César, tu vas régner, voici le jour auguste
Où le peuple Romain, pour toi toujours injuste,
Disposé par nos soins, va reconnaître en toi
Son vainqueur, son appui, son vengeur et son roi.
Antoine, tu le sais, ne connaît point l'envie.
J'ai chéri, plus que toi, la gloire de ta vie:
J'ai préparé la chaîne où tu mets les Romains,
Content d'être sous toi le second des humains;
Plus fier de t'attacher ce nouveau diadême,
Plus grand de te servir que de régner moi-même.
Quoi! tu ne me réponds que par de longs soupirs!
Ta grandeur fait ma joie, et fait tes déplaisirs!
Roi de Rome et du monde, est-ce à toi de te plaindre?
César peut-il gémir, ou César pourroit-il craindre?
Qui peut à ta grande ame inspirer la terreur,
CÉSAR.
L'amitié, cher Antoine; il faut t'ouvrir mon coeur.
Tu sais que je te quitte, et le destin m'ordonne
De porter nos drapeaux aux champs de Babylonne.
Je pars et vais venger, sur le Parthe inhumain,
La honte de Crassus et du peuple Romain.
L'aigle des légions que je retiens encore,
Demande à s'envoler vers les mers du Bosphore,
Et mes braves soldats n'attendent pour signal
Que de revoir mon front ceint du bandeau royal.
Peut-être avec raison César peut entreprendre
D'attaquer un pays qu'a soumis Alexandre.
Peut-être les Gaulois, Pompée et les Romains
Valent bien les Persans subjugués par ses mains.
J'ose au moins le penser, et ton ami se flatte
Que le vainqueur du Rhin peut l'être sur l'Euphrate.
Mais cet espoir m'anime et ne m'aveugle pas;
Le sort peut se lasser de marcher sur mes pas:
La plus haute sagesse en est souvent trompée,
Il peut quitter César, ayant trahi Pompée:
Et dans les factions comme dans les combats,
Du triomphe à la chute il n'est souvent qu'un pas.

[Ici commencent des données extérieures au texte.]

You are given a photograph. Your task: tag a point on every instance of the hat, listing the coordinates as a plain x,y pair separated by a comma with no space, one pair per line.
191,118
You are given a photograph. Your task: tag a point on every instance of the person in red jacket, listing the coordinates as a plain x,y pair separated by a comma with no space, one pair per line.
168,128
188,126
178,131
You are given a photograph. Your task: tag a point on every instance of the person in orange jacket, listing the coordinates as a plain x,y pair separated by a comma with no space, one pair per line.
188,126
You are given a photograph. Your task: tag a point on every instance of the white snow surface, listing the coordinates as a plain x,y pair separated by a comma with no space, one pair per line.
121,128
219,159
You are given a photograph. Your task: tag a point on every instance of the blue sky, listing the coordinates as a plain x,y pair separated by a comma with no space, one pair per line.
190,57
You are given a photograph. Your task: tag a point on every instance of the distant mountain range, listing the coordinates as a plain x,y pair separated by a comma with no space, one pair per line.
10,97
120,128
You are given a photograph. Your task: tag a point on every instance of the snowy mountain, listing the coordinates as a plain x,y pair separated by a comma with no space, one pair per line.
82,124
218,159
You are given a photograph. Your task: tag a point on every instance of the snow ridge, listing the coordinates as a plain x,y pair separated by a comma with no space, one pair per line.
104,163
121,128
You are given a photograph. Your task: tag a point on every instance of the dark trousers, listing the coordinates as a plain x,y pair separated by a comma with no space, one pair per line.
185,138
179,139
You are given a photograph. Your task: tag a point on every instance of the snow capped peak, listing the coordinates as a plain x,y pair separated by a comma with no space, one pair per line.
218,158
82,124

J'ai servi, commandé, vaincu quarante années;
Du monde entre mes mains j'ai vu les destinées;
Et j'ai toujours connu qu'en chaque événement
Le destin des états dépendait d'un moment.

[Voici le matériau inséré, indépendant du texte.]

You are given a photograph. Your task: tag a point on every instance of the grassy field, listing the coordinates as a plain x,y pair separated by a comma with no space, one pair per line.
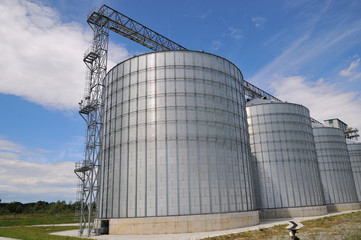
16,226
22,219
345,227
34,233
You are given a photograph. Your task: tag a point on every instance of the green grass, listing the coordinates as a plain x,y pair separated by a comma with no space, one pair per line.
345,226
34,233
23,220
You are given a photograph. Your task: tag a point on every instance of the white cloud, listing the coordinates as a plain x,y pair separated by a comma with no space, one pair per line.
41,57
258,21
323,100
205,15
235,33
308,45
352,71
9,146
21,180
216,45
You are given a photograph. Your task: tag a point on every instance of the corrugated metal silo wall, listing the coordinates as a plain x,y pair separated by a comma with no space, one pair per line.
354,150
335,166
175,138
284,156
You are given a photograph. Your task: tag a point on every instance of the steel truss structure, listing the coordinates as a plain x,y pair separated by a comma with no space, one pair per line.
95,58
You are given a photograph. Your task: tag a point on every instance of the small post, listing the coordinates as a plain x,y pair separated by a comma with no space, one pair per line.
292,228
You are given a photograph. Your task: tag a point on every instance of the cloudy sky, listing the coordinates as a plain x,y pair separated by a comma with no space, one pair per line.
306,52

Quoiqu'il puisse arriver, mon coeur n'a rien à craindre;
Je vaincrai sans orgueil, ou mourrai sans me plaindre;
Mais j'exige en partant, de ta tendre amitié,
Qu'Antoine à mes enfans soit pour jamais lié:
Que Rome par mes mains défendue et conquise,
Que la terre à mes fils comme à toi soit soumise:
Et qu'emportant d'ici le grand titre de roi,
Mon sang et mon ami le prennent après moi.
Je te laisse aujourd'hui ma volonté dernière;
Antoine, à mes enfans il faut servir de père.
Je ne veux point de toi demander des sermens,
De la foi des humains sacrés et vains garans;
Ta promesse suffit, et je la crois plus pure
Que les autels des dieux entourés du parjure.
ANTOINE.
C'est déjà pour Antoine une assez dure loi
Que tu cherches la guerre et le trépas sans moi,
Et que ton intérêt m'attache à l'Italie,
Quand la gloire t'appelle aux bornes de l'Asie:
Je m'afflige encor plus de voir que ton grand coeur
Doute de sa fortune, et présage un malheur.
Mais je ne comprends point ta bonté qui m'outrage;
César, que me dis-tu de tes fils, de partage?
Tu n'as de fils qu'Octave, et nulle adoption
N'a d'un autre César appuyé ta maison.